Em Manaus, a prefeitura precisou improvisar um sistema para abrigar os cerca de 600 índios da etnia Warao que cruzaram a fronteira, também por fome. “A situação aqui é preocupante. A pressão sobre nós vai continuar”, diz Arthur Virgílio, o prefeito da cidade. Para o político, o ideal seria que o governo brasileiro instalasse um centro humanitário na fronteira.
Crise brasileira dificulta ação
“É do interesse brasileiro que os nossos vizinhos estejam bem, porque com eles em crise sempre acaba tendo um impacto na gente”, diz o embaixador e vice-presidente do Centro Brasileiro de Relações Internacionais, Luiz Augusto Castro Neves.Para Neves, o Brasil tem dificuldade de lidar com a Venezuela por diversos fatores. O primeiro obstáculo é a crise econômica brasileira, que já atingiu 14 milhões de desempregados, e dificulta a absorção dos imigrantes no mercado de trabalho. Se o aumento do fluxo de venezuelanos mantiver a tendência de crescimento, vai pressionar ainda mais o sistema.

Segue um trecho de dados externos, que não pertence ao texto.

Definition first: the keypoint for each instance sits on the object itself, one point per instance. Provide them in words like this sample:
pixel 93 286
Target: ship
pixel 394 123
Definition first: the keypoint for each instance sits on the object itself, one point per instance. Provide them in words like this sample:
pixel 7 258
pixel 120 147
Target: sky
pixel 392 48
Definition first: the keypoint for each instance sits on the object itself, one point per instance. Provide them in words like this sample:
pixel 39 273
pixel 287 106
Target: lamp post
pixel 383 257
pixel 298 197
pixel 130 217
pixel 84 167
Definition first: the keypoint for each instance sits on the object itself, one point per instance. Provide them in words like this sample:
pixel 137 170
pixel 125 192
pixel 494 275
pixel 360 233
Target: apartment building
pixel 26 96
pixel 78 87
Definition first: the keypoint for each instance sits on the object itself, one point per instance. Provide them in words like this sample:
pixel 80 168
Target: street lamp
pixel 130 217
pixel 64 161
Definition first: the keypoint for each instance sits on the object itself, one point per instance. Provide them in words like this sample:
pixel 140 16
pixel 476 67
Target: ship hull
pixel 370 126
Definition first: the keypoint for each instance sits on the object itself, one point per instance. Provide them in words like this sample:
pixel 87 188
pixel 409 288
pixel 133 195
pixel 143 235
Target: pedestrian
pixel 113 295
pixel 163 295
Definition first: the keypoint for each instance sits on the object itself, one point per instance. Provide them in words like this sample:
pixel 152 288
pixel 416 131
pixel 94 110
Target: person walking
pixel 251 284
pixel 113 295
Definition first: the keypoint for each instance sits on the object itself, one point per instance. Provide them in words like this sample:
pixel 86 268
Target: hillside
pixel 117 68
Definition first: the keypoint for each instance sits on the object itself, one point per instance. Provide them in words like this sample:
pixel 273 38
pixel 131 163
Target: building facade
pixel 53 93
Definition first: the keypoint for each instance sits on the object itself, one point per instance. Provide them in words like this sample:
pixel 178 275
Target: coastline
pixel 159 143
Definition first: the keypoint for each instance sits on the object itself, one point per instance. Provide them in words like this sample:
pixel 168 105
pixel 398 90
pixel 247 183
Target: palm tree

Além disso, o governo brasileiro não consegue influenciar os eventos na vizinhança por meio da ação diplomática. Apesar da censura de Brasília ao regime de Nicolás Maduro, a diplomacia brasileira se mostrou incapaz de tomar medidas mais enérgicas para ajudar na resolução do conflito — seja na tentativa de conciliação entre chavistas e oposição, seja na aplicação de sanções econômicas impostas pelo Mercosul. Para o embaixador, a dificuldade de operar é motivada pela situação interna: “O governo Temer tem outra prioridade, que é a sobrevivência. Como que vai falar grosso lá fora?”.
Risco de calote
No âmbito econômico, impacto da crise também foi sentida: o volume de exportações do Brasil para a Venezuela em abril deste ano foi o mais baixo desde setembro de 1989. “As exportações nacionais caíram como um todo, mas para o regime chavista, em comparação, foi muito pior”, diz o economista e professor do Insper, Otto Nogami.No acumulado de 12 meses, as vendas brasileiras chegaram ao auge de 5,4 bilhões de dólares em agosto de 2012. Desde então vem caindo até chegarem 987 milhões de dólares em junho deste ano. “Nós vendemos para lá feita em dólares e, no momento, a Venezuela quase não tem mais a moeda americana em estoque, o que dificulta o pagamento de seus compromissos”.
Com a falta de dinheiro da Venezuela, os setores brasileiros que mais perderam foram o de máquinas e equipamentos e produtos farmacêuticos. A Coca Cola, por exemplo, parou de operar no país porque não consegue mais ter acesso a açúcar. Para piorar, as notas das agências crédito para o país também vem caindo. Em junho, a S&P rebaixou a nota da Venezuela de CCC para CCC- e fez uma alerta: existe risco de calote.
Para Nogami, contudo, uma eventual implosão econômica do país caribenho não teria grande impacto no Brasil. Primeiro, porque a economia da Venezuela é muito pequena em comparação com a brasileira. Segundo, porque o país se tornou um parceiro comercial muito pequeno para ter um impacto profundo. “Felizmente, hoje temos uma baixa exposição”, diz.